SimdHT-Bench paper got accepted in IISWC19 and nominated as a BP Candidate!
Posted by Xiaoyi Lu on August 10, 2019
A paper is accepted in IISWC 2019: SimdHT-Bench: Characterizing SIMD-Aware Hash Table Designs on Emerging CPU Architectures. This paper got nominated as a Best Paper Award Candidate.
Congratulations, Dr. Shankar!
Paper Info
[IISWC'19] SimdHT-Bench: Characterizing SIMD-Aware Hash Table Designs on Emerging CPU Architectures (Best Paper Award Nomination)
Dipti Shankar, Xiaoyi Lu, and Dhabaleswar K. Panda.
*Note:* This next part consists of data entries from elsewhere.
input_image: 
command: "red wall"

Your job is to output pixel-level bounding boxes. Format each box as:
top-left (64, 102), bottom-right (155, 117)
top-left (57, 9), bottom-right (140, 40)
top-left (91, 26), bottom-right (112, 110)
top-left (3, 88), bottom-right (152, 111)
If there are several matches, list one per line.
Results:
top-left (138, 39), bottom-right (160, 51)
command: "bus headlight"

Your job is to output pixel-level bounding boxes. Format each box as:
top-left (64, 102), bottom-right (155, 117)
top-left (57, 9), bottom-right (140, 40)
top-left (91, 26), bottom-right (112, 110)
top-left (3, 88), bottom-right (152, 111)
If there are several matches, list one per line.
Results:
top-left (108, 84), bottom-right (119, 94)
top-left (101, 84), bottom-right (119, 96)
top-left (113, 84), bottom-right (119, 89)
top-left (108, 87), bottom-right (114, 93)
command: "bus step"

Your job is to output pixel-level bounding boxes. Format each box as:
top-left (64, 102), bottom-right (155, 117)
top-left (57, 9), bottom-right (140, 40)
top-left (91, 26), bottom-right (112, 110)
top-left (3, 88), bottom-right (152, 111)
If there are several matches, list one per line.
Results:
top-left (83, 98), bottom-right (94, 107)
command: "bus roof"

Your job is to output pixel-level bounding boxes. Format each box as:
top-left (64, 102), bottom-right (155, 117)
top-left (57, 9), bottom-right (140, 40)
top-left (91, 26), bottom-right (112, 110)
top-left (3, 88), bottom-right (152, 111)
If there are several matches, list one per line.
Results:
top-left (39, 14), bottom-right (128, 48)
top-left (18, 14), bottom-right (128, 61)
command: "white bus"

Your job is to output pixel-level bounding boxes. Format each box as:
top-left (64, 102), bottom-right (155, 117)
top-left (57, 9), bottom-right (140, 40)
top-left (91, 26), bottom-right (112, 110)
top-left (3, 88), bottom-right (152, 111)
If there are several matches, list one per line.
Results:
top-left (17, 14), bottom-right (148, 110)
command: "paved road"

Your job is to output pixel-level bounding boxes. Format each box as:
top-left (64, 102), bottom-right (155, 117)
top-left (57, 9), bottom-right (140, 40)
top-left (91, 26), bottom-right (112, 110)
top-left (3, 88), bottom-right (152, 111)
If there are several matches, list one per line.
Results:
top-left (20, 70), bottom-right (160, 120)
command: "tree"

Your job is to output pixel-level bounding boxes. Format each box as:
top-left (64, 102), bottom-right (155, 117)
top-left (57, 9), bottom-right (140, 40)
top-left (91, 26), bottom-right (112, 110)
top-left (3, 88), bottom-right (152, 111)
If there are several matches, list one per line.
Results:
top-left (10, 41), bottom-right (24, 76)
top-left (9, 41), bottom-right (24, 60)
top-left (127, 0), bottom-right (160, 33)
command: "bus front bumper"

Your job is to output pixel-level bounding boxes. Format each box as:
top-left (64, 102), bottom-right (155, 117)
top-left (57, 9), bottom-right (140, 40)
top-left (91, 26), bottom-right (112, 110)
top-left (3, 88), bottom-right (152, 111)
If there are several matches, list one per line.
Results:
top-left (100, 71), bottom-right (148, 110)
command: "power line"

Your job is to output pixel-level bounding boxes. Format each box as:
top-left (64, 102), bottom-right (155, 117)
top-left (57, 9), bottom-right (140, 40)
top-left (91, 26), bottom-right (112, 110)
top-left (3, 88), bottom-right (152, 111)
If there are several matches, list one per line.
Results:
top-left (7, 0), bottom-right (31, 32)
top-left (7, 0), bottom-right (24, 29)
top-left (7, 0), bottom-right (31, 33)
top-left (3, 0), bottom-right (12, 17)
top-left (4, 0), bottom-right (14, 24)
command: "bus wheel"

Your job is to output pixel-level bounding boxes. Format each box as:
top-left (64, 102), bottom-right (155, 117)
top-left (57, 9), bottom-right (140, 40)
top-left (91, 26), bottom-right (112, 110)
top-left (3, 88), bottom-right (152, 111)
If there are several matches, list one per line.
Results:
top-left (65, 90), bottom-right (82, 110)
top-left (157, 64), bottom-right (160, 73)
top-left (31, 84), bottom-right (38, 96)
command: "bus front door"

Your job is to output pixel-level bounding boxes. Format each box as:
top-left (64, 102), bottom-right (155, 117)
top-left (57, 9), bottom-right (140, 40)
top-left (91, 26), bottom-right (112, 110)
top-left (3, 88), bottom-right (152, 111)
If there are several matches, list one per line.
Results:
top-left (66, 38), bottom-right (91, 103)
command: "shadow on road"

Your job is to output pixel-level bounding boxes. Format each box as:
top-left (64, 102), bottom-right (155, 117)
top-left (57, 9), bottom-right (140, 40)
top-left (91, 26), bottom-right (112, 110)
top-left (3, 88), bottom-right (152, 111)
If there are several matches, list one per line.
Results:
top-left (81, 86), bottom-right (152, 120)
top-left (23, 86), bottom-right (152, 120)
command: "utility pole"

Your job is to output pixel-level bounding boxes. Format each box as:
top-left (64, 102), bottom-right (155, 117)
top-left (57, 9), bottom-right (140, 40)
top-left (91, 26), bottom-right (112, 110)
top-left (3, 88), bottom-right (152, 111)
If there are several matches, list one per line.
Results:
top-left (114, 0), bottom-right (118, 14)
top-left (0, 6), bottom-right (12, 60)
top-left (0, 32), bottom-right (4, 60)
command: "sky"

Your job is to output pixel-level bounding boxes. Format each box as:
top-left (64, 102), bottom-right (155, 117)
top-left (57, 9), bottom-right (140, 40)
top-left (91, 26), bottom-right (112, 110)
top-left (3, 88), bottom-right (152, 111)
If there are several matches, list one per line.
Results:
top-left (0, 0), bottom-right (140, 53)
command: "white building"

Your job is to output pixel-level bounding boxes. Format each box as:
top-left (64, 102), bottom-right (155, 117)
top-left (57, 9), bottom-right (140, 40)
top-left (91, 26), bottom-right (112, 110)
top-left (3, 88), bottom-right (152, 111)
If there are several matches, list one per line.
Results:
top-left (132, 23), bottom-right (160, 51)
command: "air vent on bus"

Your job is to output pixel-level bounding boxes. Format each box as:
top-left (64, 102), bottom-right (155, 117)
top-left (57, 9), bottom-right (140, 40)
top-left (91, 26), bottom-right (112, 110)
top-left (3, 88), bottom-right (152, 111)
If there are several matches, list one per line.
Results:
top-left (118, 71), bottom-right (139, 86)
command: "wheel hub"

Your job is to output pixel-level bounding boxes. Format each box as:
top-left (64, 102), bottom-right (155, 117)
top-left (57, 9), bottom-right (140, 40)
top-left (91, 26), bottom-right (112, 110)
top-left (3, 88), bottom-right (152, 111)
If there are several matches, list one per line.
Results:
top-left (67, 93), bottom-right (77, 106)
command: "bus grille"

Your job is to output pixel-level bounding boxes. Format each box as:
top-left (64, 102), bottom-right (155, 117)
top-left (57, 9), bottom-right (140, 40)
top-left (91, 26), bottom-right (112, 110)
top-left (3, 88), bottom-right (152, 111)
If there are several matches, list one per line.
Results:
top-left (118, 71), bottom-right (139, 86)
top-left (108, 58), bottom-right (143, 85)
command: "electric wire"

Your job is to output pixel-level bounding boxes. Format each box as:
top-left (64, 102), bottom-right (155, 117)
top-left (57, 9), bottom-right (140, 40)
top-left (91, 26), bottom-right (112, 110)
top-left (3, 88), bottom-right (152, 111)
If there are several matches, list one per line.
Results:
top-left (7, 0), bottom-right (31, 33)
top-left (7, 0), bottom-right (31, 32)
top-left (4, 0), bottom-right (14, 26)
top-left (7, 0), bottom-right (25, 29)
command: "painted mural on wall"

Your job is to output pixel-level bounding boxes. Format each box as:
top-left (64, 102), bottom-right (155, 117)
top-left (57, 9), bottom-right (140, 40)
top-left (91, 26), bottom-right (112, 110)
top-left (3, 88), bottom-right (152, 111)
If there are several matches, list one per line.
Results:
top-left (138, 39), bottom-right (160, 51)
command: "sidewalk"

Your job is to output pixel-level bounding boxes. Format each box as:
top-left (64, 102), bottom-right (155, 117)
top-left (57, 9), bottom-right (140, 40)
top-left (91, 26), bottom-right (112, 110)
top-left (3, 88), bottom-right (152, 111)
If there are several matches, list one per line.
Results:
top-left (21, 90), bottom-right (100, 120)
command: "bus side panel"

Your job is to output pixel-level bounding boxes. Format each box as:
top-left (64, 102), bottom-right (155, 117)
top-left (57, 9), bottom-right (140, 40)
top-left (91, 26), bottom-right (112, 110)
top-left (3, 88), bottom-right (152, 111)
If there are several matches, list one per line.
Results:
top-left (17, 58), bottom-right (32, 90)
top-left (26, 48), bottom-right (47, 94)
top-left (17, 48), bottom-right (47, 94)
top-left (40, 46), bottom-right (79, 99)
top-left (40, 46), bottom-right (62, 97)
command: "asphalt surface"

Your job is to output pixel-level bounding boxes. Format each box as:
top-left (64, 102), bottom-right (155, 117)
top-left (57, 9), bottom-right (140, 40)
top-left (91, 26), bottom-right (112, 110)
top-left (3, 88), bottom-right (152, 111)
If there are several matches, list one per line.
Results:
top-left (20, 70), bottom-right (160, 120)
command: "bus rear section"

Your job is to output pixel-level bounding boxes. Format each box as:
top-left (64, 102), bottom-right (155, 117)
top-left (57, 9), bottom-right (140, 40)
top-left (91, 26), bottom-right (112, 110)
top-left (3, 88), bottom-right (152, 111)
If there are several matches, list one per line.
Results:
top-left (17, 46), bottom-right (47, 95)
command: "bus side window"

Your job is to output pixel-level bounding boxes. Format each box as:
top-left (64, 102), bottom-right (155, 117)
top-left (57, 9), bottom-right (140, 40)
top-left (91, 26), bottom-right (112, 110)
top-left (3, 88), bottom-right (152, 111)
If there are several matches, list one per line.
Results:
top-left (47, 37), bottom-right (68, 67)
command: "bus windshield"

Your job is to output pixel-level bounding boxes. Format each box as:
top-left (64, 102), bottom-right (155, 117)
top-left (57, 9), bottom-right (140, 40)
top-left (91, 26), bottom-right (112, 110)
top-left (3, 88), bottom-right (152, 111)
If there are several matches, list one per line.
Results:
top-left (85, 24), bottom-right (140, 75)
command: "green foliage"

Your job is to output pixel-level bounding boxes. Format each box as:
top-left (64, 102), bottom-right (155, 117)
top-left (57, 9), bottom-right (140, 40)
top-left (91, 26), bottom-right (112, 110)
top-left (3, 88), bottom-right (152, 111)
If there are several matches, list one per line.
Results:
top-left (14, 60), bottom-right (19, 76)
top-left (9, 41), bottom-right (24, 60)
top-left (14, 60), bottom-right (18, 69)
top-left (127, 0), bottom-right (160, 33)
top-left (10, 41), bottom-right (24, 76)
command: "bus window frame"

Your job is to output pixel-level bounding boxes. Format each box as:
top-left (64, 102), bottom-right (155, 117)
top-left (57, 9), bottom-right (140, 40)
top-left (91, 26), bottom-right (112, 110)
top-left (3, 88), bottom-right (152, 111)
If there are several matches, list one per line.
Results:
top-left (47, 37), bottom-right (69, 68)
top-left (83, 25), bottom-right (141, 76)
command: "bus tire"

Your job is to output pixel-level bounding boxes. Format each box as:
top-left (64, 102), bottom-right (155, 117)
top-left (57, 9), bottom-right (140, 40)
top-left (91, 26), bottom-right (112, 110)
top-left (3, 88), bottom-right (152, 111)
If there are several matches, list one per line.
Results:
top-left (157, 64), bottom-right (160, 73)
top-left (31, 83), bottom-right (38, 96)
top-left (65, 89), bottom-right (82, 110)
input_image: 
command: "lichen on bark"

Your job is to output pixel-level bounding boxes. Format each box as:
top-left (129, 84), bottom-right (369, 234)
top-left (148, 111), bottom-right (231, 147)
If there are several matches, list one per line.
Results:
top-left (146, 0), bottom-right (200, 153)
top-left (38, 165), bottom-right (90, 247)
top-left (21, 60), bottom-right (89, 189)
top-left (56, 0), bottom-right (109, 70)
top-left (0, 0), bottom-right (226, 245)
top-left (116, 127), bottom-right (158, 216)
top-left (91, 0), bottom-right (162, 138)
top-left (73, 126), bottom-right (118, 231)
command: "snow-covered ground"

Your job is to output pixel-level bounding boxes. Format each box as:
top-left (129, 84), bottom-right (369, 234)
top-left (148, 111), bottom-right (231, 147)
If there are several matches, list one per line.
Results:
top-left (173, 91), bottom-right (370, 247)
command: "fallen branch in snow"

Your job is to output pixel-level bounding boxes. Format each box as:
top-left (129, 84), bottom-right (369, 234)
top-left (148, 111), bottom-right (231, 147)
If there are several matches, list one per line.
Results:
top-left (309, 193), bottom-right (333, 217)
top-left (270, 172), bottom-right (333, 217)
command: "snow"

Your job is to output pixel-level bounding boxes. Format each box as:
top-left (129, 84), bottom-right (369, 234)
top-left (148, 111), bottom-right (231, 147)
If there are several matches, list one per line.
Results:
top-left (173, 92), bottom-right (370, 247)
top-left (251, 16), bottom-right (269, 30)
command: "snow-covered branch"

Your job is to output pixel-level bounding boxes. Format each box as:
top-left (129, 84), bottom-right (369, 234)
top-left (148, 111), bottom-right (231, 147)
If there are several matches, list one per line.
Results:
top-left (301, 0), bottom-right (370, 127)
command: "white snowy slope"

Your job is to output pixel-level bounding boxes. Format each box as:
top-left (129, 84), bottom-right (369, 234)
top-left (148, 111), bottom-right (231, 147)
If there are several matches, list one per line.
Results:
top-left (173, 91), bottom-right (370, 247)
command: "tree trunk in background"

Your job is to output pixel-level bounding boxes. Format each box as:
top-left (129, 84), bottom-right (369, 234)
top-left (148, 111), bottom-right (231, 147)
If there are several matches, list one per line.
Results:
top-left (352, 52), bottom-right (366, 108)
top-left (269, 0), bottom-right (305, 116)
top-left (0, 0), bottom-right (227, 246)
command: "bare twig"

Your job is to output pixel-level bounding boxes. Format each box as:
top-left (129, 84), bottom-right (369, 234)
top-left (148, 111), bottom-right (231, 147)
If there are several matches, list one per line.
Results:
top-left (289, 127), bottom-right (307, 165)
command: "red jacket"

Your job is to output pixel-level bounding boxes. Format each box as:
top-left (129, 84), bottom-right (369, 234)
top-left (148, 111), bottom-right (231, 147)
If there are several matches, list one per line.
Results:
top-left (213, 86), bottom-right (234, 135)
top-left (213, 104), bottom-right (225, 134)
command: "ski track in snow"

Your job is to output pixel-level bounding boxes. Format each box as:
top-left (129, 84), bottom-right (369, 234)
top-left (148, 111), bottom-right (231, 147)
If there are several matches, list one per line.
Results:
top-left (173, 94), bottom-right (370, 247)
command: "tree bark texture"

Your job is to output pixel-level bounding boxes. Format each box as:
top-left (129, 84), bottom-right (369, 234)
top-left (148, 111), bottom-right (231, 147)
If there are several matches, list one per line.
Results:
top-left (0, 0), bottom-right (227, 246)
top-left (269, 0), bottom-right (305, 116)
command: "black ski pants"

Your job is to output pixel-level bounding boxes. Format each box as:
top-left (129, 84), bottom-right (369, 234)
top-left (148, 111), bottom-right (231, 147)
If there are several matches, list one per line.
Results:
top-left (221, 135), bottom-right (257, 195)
In Proceedings of 2019 IEEE International Symposium on Workload Characterization (IISWC), 2019.
Abstract
With the emergence of modern multi-core CPU architectures that support data parallelism via vectorization, several storage systems have been employing SIMD-based techniques to optimize data-parallel operations on in-memory structures like hash-tables. In this paper, we perform an in-depth characterization of the opportunities for incorporating AVX vectorization-based SIMD-aware designs for hash table lookups on emerging CPU architectures. We analyze the challenges and design dimensions involved in exploiting vectorization-based parallel key searching over cache-optimized non-SIMD hash tables. Based on this, we design a comprehensive micro-benchmark suite, SimdHT-Bench, that enables evaluating the performance and applicability of CPU SIMD-aware hash table designs for accelerating different read-intensive workloads. With SimdHT-Bench, we study five different use-case scenarios with varied workload patterns, on the latest Intel Skylake and Intel Cascade Lake multi-core CPU nodes. Further, to validate the applicability of SimdHT-Bench, we employ these performance studies to design a high-performance SIMD-aware RDMA-based in-memory key-value store to accelerate the Memcached ‘Multi-Get’ workload. We demonstrate that the SIMD-integrated designs can achieve up to 1.45x–2.04x improvement in server-side Get throughput and up to 34% improvement in end-to-end Multi-Get latencies over the state-of-the-art CPU-optimized non-SIMD MemC3 hash table design, on a high-performance compute cluster with Intel Skylake processors and InfiniBand EDR interconnects.